Chapitres pour les Oblats 1873-1899

      

Les Oblats: un ordre militant

Chapitre du 17 décembre 1890

Les Oblats, malgré leur apparence calme et paisible sont nécessairement un ordre militant et actif, et très actif. Je pourrai même dire que nous sommes l'ordre le plus actif, parce que notre action extérieure n'est limitée par rien. Toutes les œuvres de mission, d'apostolat, toutes les œuvres sacerdotales sont nôtres. Tous les travaux concernant le salut des âmes peuvent être entrepris par nous, peuvent être accomplis sous notre direction. Nous sommes donc pour le moins aussi actifs que les autres ordres; nous n'avons rien à leur envier sous ce rapport. Mais le principe de cette activité n'est pas le même que celui des autres. Notre activité doit se porter avant tout du côté de la vie intérieure; cette vie intérieure doit être sa base, son principe, sa règle.

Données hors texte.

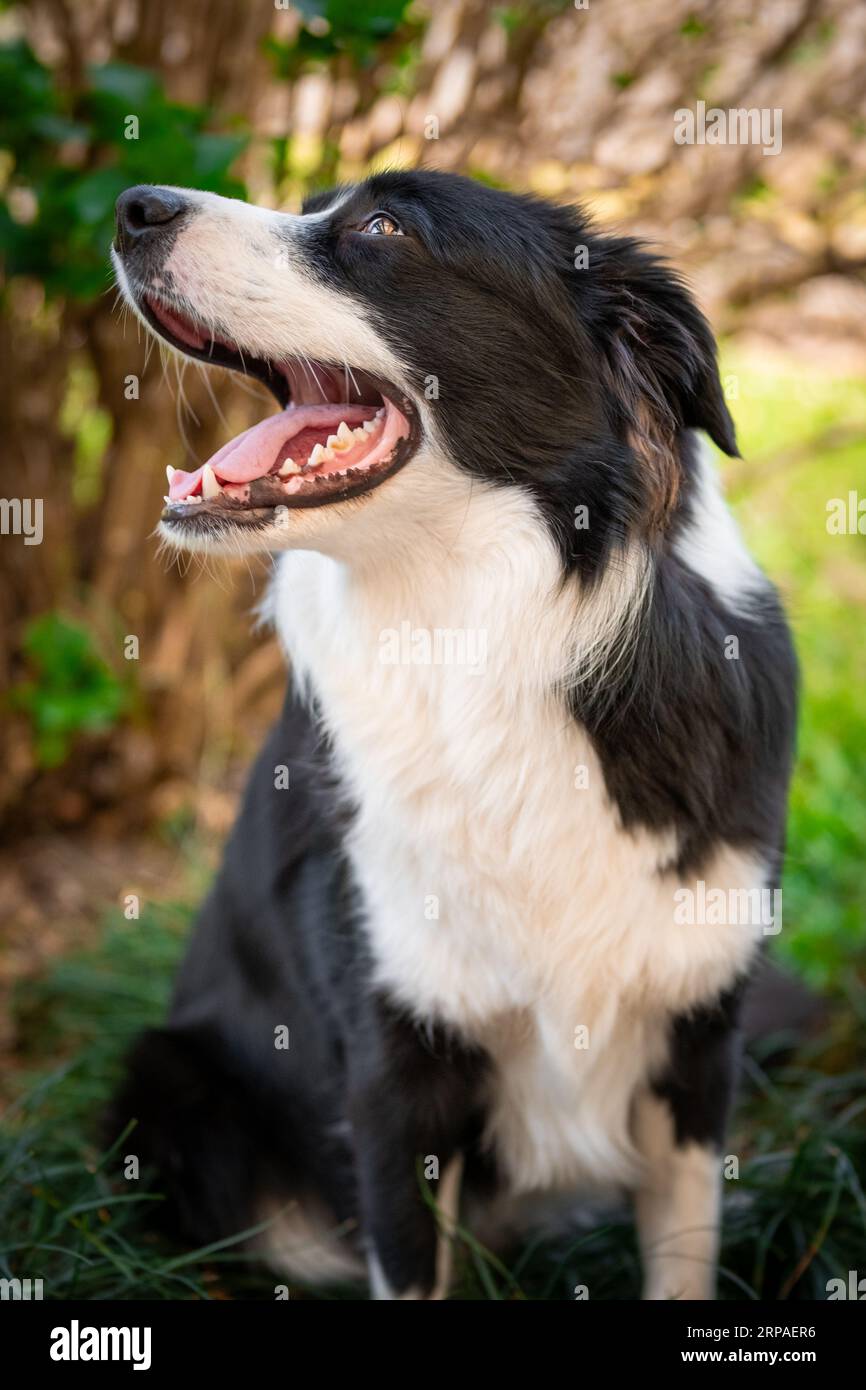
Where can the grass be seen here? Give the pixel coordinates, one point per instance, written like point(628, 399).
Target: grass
point(795, 1216)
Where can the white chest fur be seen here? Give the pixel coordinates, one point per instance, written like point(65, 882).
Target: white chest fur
point(501, 893)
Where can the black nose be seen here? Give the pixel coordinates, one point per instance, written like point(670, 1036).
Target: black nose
point(145, 211)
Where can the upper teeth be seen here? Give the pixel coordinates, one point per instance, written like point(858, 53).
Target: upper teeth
point(341, 442)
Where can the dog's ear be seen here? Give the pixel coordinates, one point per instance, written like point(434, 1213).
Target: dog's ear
point(659, 357)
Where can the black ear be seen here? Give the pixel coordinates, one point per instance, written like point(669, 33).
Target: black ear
point(659, 357)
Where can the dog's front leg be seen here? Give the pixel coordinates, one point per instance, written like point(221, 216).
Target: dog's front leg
point(679, 1130)
point(412, 1100)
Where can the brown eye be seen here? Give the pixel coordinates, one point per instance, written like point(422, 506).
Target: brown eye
point(381, 225)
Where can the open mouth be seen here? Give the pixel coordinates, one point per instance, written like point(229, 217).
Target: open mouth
point(338, 434)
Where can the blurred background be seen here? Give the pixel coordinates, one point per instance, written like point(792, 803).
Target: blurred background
point(118, 774)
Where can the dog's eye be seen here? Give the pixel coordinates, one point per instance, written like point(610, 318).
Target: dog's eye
point(381, 225)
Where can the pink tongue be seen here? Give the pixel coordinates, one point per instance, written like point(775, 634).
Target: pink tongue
point(255, 452)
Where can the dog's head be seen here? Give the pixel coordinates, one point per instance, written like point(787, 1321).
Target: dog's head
point(423, 332)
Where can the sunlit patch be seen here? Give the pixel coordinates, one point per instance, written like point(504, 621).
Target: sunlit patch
point(338, 434)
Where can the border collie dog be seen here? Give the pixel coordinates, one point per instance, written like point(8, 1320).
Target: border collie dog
point(478, 941)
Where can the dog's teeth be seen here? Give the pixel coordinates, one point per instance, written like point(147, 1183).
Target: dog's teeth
point(339, 442)
point(210, 488)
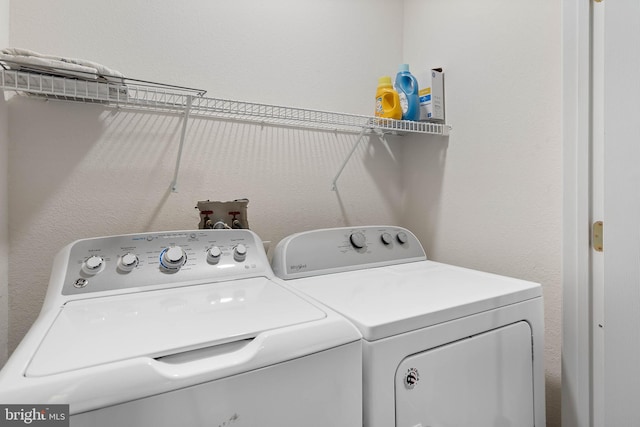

Nous n'opérons pas nous‑mêmes, c'est Dieu, en suite de notre union avec lui, qui opérera. La bonne Mère ne sortait pas de son cloître; et voyez tout ce qu'elle a fait pour l'Eglise. Un prélat nous disait à Rome, au Père Deshairs et à moi: “Le Mère Marie de Sales aura un très grand retentissement dans l'Eglise; c'est un fait qui aura son action très apparente et visible, vous n'en pouvez pas douter”. Ce prélat, c'était Mgr Zitelli. La Mère Marie de Sales n'a pas fait beaucoup d’œuvres extérieures; elle avait une grande œuvre intérieure; et elle se chargeait, en priant, en étant fidèle à Dieu, de toutes les œuvres extérieures qu'elle avait inspirées et qu'elle soutenait ainsi. Je l'ai vue à la fin de sa vie, aux abois quelquefois, pour la conversion des gens qui avaient travaillé pour le monastère. Si son apostolat lui coûtait cher, il a été bien fructueux, ses effets se font sentir aujourd'hui dans le monde entier.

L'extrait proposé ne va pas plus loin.